Exam Day Cheat Sheet
Discitis Summary
Clinical summary
Key Facts
- •S. aureus #1
- •MRI is Gold Standard
- •Biopsy BEFORE Abx
- •6 weeks Tx
Red Flags
- •Neuro Deficit (Abscess)
- •Sepsis (Systemic)
- •IVDU (Pseudomonas)
- •Endocarditis
Workup
- •Blood Cx x3
- •MRI Gadolinium
- •CT Biopsy
- •Echo
Risks
- •Paralysis
- •Sepsis
- •Deformity (Kyphosis)
- •Chronic Pain
Controversies & Areas of Uncertainty
- Empirical antibiotics before biopsy: Guidelines advise holding antibiotics in stable patients to maximise culture yield, yet real-world practice often starts therapy early. The optimal antibiotic-free window before biopsy (commonly quoted as 48 to 72 hours) is not firmly evidence-based.

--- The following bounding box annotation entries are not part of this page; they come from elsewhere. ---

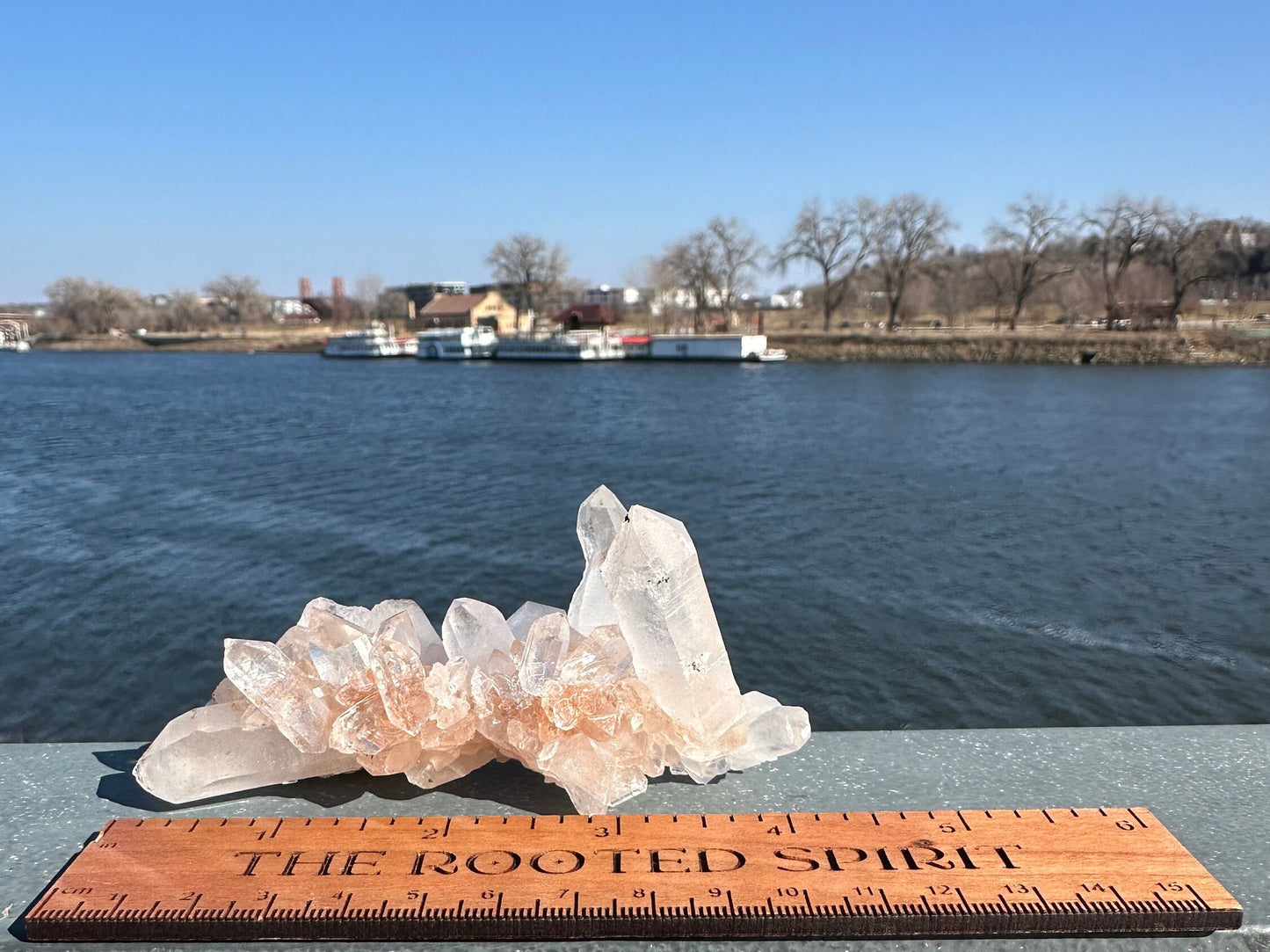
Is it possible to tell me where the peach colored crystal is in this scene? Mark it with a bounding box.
[136,487,810,813]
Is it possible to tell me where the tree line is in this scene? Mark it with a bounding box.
[46,192,1270,333]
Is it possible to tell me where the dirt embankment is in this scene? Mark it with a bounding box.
[35,328,326,353]
[768,331,1270,366]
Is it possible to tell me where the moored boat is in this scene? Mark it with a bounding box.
[497,331,626,361]
[322,320,403,357]
[416,325,497,360]
[0,317,31,353]
[649,334,772,362]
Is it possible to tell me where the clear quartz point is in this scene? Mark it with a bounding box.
[134,487,810,813]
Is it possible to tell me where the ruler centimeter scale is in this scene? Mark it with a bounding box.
[25,807,1242,941]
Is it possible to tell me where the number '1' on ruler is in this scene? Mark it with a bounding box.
[25,807,1242,941]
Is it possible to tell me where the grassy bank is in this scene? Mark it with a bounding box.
[37,327,1270,366]
[768,329,1270,366]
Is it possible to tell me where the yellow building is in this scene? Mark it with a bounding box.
[416,291,517,334]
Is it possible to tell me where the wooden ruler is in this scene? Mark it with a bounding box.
[25,809,1242,941]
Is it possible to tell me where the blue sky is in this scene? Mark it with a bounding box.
[0,0,1270,302]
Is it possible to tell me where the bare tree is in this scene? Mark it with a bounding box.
[984,194,1074,331]
[1085,194,1164,323]
[45,277,152,334]
[867,192,953,331]
[157,290,214,331]
[706,217,765,327]
[485,234,569,325]
[659,231,724,331]
[203,274,266,324]
[773,199,877,331]
[1152,207,1222,328]
[353,274,386,320]
[930,249,978,327]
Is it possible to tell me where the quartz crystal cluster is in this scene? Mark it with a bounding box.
[136,487,810,813]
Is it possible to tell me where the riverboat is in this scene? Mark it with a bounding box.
[496,331,626,361]
[416,325,497,360]
[322,320,403,357]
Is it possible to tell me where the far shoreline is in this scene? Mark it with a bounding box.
[25,325,1270,366]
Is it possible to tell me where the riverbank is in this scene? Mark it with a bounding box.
[41,327,328,353]
[35,328,1270,366]
[768,329,1270,366]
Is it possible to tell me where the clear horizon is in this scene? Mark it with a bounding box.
[0,1,1270,302]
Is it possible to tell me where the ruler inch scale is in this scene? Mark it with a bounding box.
[25,807,1242,941]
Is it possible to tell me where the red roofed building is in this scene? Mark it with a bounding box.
[416,291,516,334]
[556,304,617,331]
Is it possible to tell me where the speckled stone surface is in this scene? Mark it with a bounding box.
[0,726,1270,952]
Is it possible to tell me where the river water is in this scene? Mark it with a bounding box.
[0,352,1270,741]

- Total duration: The Bernard RCT supports 6 weeks for uncomplicated disease, but undrained abscess, implant-associated infection, endocarditis or persistently raised CRP frequently prompt longer courses; the right duration for these subgroups is unresolved.
- Oral versus IV: OVIVA supports early oral switch, but uptake varies and selection of a reliably bioavailable oral agent (and adherence) remains the practical limitation.
- Single-stage instrumentation in active infection: Increasingly accepted with radical debridement, but the threshold for instrumenting, choice of anterior versus posterior approach, and use of titanium versus PEEK cages are debated.
- Role of nuclear imaging: FDG-PET/CT is useful when MRI is contraindicated or equivocal and for monitoring, but is not universally available and its role in defining cure is not standardised.